We should therefore hope that, with the assistance provided to property owners by real estate agents, asking prices will continue to reflect the actual quality of the homes, and that sale prices remain largely stable as a result. Otherwise, it is reasonable to expect an increase in transaction prices in the higher segments of the market, especially in the Luxury segment above 6 million.
Regarding the number of transactions, since the quantity and quality of the available stock remain the main drivers of this market, we expect a decline in the short term. In the Top segment, there are signs that the thinning of supply, which has been ongoing for at least 2 years, may have reached its minimum. In the past semester, on the one hand, some transactions were registered that occurred completely off-market; on the other hand, the price levels reached in this segment promises interesting returns to owners who have unused homes. In this sense, with strict confidentiality, some have begun to probe the market.

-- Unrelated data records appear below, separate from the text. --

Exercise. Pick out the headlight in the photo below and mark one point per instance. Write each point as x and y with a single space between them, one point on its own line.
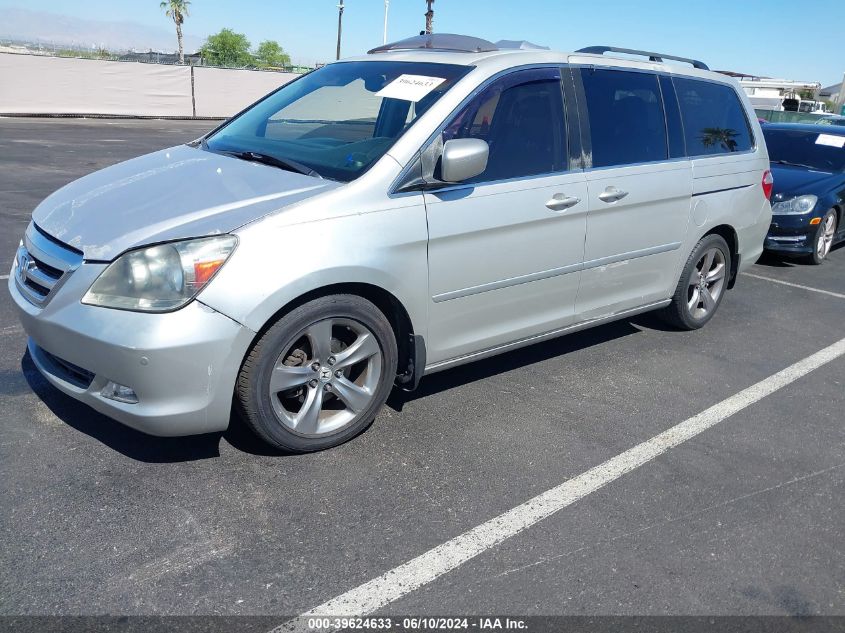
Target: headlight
160 278
795 206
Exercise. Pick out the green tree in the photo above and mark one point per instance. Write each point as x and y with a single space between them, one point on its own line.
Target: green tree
177 10
271 54
227 48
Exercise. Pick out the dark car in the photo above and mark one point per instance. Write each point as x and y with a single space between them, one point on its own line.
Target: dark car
808 201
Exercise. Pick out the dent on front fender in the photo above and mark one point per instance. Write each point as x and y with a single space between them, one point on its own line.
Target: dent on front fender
275 265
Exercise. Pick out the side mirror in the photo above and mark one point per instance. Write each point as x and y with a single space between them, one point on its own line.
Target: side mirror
463 158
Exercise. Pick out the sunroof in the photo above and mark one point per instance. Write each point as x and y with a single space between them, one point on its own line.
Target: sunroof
439 42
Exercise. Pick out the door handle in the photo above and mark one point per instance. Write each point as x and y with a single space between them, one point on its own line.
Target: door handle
559 202
612 194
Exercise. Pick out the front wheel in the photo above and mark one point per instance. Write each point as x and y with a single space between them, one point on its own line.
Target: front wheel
319 375
823 238
702 285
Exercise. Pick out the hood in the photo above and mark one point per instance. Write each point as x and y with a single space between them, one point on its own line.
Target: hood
177 193
798 181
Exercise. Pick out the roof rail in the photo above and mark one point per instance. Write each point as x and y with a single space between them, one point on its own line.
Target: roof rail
439 42
654 57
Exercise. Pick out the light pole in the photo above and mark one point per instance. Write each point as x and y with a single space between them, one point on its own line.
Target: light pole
339 26
386 9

On the rental side, demand will remain robust and likely to grow further, especially in the secondary component, driven by the transient needs of potential buyers who cannot find their new residence. With supply already tight and gradually emptying, however, it will be difficult to observe an increase in the number of leases. Rents may rise further, especially for furnished units, driven by at least three factors:
1. The ongoing thinning of the available stock semester after semester;
2. The current level of rental rates in the Top and Luxury segments, which, from the perspective of foreign demand, still remains significantly lower compared to that of competing cities;
3. The ongoing trend of 4+4 lease rates converging toward those demanded for mid-term rentals.